Möglichkeiten, via Java auf das Betriebssystem zuzugreifen.

Die Microsoft-Anwälte bemühten sich, Sun seinerseits als Bösewicht darzustellen. Mittels Java habe die Company von Scott McNealy nach der IT-Weltherrschaft greifen wollen. Vor allem das Vorhaben, Java auch in Silizium zu brennen (seinerzeit noch unter dem Codenamen "Cafe", im kommenden Jahr endlich Realität als "UltraJava"-Chip) und damit Prozessor und Betriebssystem zu umgehen, sollte durch E-Mails von Bill Joy (Sun), Eric Schmidt (heute CEO von Novell) und Gosling als entscheidender Schritt gegen Microsoft dargestellt werden. Joy hatte damals Cafe als eine "strategische Technologie, die uns wichtige Vorteile gegenüber Intels x86-Chips bietet" bezeichnet. Gosling erwiderte, Joy habe in jenen Tagen "ungefähr hundert Projekte mit allen möglichen Bezeichnungen am Tag" angeschleppt. Es sei technisch betrachtet eine ziemliche Schnapsidee, die Java Virtual Machine in einem Chip unterzubringen. "Sie glauben gar nicht, wie schlecht diese Idee ist", erklärte der

Java-Erfinder. Je mehr von der Virtual Machine in der Hardware stecke, desto langsamer werde sie. Das würde einzig und allein dann Sinn machen, wenn man den Code so klein wie möglich halten wolle und die Ausführungsgeschwindigkeit keine Rolle spiele.

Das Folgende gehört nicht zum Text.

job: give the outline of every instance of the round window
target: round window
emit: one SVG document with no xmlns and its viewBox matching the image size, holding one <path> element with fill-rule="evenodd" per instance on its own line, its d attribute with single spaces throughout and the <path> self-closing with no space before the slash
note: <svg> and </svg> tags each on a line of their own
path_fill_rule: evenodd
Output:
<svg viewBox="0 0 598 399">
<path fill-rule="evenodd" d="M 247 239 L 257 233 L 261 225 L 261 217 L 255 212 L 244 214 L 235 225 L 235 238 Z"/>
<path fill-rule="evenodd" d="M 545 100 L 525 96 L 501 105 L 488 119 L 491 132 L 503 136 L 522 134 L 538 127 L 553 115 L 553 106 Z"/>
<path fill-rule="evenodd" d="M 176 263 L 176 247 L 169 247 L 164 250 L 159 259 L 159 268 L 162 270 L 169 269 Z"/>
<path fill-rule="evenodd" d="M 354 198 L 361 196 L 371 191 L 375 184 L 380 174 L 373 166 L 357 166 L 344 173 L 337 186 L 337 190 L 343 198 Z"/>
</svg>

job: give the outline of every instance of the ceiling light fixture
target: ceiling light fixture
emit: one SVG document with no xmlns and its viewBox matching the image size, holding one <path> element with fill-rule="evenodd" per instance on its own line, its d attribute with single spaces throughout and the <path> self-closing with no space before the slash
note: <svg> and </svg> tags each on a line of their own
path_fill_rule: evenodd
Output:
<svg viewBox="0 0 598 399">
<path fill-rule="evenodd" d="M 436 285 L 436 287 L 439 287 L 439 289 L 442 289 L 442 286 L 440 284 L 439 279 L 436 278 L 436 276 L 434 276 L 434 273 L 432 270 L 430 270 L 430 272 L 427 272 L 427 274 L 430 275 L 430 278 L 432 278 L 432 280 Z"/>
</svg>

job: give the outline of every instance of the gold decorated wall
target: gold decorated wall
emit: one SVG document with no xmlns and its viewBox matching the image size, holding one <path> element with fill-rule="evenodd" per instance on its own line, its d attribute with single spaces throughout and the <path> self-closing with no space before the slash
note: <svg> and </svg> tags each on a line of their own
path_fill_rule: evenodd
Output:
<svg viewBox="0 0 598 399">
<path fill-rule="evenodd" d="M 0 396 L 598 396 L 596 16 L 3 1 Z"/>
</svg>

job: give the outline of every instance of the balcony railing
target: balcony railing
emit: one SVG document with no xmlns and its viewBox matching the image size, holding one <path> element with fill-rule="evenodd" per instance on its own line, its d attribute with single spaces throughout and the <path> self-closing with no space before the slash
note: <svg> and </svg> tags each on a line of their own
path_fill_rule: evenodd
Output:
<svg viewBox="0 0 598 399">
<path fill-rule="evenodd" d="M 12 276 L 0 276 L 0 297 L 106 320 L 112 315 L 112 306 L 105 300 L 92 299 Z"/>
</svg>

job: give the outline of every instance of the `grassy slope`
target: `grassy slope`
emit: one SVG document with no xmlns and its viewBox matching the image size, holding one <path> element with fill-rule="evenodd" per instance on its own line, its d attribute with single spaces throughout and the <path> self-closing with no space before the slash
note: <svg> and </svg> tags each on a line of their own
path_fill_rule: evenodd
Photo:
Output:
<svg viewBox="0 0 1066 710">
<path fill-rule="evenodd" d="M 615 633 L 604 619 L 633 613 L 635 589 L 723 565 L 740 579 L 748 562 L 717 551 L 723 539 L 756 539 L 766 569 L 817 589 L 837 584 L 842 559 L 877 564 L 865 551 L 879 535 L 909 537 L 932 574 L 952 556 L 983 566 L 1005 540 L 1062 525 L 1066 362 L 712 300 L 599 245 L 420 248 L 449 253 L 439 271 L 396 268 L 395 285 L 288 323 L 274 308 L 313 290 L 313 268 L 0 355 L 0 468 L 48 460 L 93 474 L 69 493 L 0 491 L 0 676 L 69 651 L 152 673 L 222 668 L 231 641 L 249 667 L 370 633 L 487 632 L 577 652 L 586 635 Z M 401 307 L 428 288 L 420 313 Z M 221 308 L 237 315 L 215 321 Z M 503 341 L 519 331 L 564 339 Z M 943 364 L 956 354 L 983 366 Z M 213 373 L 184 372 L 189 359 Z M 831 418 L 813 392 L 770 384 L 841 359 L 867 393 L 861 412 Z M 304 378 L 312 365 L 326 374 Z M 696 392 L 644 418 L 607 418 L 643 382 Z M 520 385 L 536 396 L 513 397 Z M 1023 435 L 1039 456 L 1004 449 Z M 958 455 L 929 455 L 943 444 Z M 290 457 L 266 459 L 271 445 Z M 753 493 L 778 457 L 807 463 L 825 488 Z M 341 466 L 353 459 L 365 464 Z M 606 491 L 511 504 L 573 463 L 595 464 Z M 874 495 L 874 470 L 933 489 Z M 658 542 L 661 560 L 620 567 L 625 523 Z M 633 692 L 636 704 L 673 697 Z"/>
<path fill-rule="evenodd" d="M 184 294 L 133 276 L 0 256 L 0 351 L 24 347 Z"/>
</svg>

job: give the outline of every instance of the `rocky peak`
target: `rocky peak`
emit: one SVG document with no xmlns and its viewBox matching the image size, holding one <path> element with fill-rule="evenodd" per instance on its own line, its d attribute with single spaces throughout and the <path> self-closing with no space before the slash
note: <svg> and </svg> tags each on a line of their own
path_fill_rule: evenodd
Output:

Bill Gates durfte einmal mehr in Gestalt eine Videobandes auftreten und sorgte für Erheiterung im Gerichtssaal. In dem gezeigten Ausschnitt seiner Aussage wurde der Microsoft-Chef von Bundesanwalt David Boies zu einem E-Mail-Verkehr mit dem Microsoft-Entwickler Ben Slivka vom Mai 1997 ins Verhör genommen. Slivka hatte geschrieben: "Suns Java Development Kit (JDK) 1.2 enthält die Java Foundation Classes (JFC), die wir bei jeder sich bietenden Gelegenheit runtermachen [im Original "pissing on"] werden." Gates behauptete mehrfach, er wisse nicht, was mit "runtermachen" gemeint sei. Zum Schluß mußte er allerdings einräumen, das Slivka den Begriff wohl so gebraucht habe, wie er üblicherweise benutzt werde. Ein Microsoft-Sprecher bezeichnete den Gates'schen Auftritt anschließend als "schmerzlich amüsant, aber weitgehend irrelevant für das Verfahren".